Fashion World's Bible |
WWD is part of a line
of publications of specialized journals for the fashion industry. WWD is, in
fact, the fashion world’s bible. It tracks industry trends, reports on industry
mergers, who’s getting rich, who’s going bankrupt, in short, anyone and
anything that had even the slightest wiff of fashion or design about it.
When I worked as a journalist for WWD in their Milan office, I covered
fashion events, industry fairs, interviewed designers and many, many public
relations directors. Fashion is big
business in Milan, and one of Italy’s largest exports.
What's What in Fashion |
Apart from the twice
a year Fashion Weeks with their headline grabbing fashion shows, there were
trade fairs for make-up, shoes and leather goods, kids clothes, women’s ready-to-wear,
emerging designers, fabrics, mens fabrics, gold and jewelry, housewares,
bathing suits, underwear, and everything in between. The only fashion event we
didn’t cover was religious fashion.
Clergy Fashion Week isn’t held in Milan, Paris or New York. It’s held in
Vicenza, a small town in northern Italy on the road between Verona and
Venice. The week long fashion fair is
held every two years and is part of a larger exhibition of furniture and
liturgical objects such as chalices and communion cups, as well as clothing.
It’s all pretty calm
compared to the spectacles the fashion houses of Milan offer during Milan’s
Fashion Week. No blaring disco music, no tall, leggy models swishing down the
runway, no cocktails and industry chit chat at the bar, but that doesn’t mean
the Italian designers like Laura Biagiotti, Fendi and Nanni Strada aren’t
represented. They, along with other top designers, invest time and creativity to dress the
clergy.
It takes a considerable amount of that old Benedictine precept , ‘ora et labora’ - time and labor, to create fabrics and designs the Vatican will
find acceptable, and do it all within a limited color palette. There’s not a lot of creative wiggle room
designing chasubles or the dalmatics needed for more solemn occassions.
Elisabetta Bianchetti, Queen of Clerical Fashion |
Just like the big fashion houses of the non-ecclesiatical fashion world,
clerical fashion starts in Milan, and the name at the top of the list is Manifatture Bianchetti.
Manifatture Bianchetti is a family run business that has been designing and
manufacturing priestly fashions since 1916. There are Bianchetti stores in all
the major Italian cities including Rome, Milan, Florence, Torino, and an
extensive distribution network which supplies parishes around the world, from
the smallest in the Philippines to the Vatican.
The stylist-designer and sole director of
the company is Elisabetta Bianchetti.
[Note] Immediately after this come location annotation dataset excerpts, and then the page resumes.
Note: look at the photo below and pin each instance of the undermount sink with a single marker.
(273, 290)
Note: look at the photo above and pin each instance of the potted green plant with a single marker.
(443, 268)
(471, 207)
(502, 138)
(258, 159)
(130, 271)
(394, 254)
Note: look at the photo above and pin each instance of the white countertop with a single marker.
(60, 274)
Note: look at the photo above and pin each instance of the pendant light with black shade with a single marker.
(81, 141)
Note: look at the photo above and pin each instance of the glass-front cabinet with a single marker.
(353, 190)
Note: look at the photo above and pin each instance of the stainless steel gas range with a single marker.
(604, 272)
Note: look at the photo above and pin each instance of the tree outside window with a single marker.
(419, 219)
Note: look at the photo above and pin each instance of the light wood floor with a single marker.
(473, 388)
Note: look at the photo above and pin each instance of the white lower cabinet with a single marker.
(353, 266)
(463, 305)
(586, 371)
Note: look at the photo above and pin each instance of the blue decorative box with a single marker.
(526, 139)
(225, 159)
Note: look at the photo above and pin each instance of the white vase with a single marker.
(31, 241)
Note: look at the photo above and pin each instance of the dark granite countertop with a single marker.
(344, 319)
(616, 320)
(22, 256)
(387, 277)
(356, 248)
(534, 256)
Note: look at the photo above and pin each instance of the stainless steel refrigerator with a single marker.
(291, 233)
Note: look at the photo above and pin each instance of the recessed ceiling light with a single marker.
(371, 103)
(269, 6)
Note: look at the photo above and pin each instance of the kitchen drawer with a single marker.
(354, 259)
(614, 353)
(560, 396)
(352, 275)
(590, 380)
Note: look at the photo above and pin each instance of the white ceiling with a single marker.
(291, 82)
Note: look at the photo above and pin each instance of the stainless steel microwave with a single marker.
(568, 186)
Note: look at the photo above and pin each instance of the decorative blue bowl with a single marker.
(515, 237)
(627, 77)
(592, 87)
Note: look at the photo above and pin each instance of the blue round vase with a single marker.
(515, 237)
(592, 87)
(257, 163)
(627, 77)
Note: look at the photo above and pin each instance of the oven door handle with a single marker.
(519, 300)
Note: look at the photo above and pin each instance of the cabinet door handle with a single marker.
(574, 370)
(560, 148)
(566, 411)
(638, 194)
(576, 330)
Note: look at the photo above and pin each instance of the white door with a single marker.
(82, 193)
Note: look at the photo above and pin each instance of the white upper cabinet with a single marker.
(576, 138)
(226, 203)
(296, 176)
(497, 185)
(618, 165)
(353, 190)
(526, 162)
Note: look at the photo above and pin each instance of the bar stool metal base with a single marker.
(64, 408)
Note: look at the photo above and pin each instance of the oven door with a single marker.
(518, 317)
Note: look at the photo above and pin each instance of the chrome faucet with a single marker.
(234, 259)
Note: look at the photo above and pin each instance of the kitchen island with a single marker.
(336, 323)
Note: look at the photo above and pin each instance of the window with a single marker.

She produces high
fashion exclusively for the clergy, and has very clear ideas about her
products. She never stops looking for new ideas, new approaches that can be
applied to line of religious clothing and accessories. After seeing the
abstract art of Italian artist and sculptor Lucio Fontana, she decided to try
working with antique fabrics, and out of the initiative came a miter for Pope
John Paul II. Inspiration comes in all
forms.
Variations on a Theme |
But don’t compare her to Armani or Gucci.
She’ll tell you her company is even more exclusive than those two design houses.
Bianchetti’s products are unique. There is an incredible amount of research that
goes into the delicate embroidery work found on every garment, so much so that
the famous fashion houses often ask her to produce prototypes and decorated
fabric designs.
“Designing for the
clergy has its own challenges and limitations,” she explained in a recent
interview for La Repubblica. "In addition to
the elaborate vestments needed for special occasions, priests and nuns also need
practical, comfortable clothing. They need to be immediately recognizable as
clerics, but they also need a place to put their cell phones and car keys. The
cassock worn today is based on the same design as the tunic worn in ancient
Rome under a toga, but time has moved on and while the design hasn’t changed,
needs have.”
And times have
changed as well. It may seem odd for us to think of priests buying clothes on
the internet but internet sales have become an integral part of Bianchetti’s
operation. It allows parish priests an opportunity to see the latest in
clerical fashion and purchase what they need with the click of a mouse. Of
course if the client is a bishop or the Pope, Elizabetta and her team are
always happy to make a trip to Rome.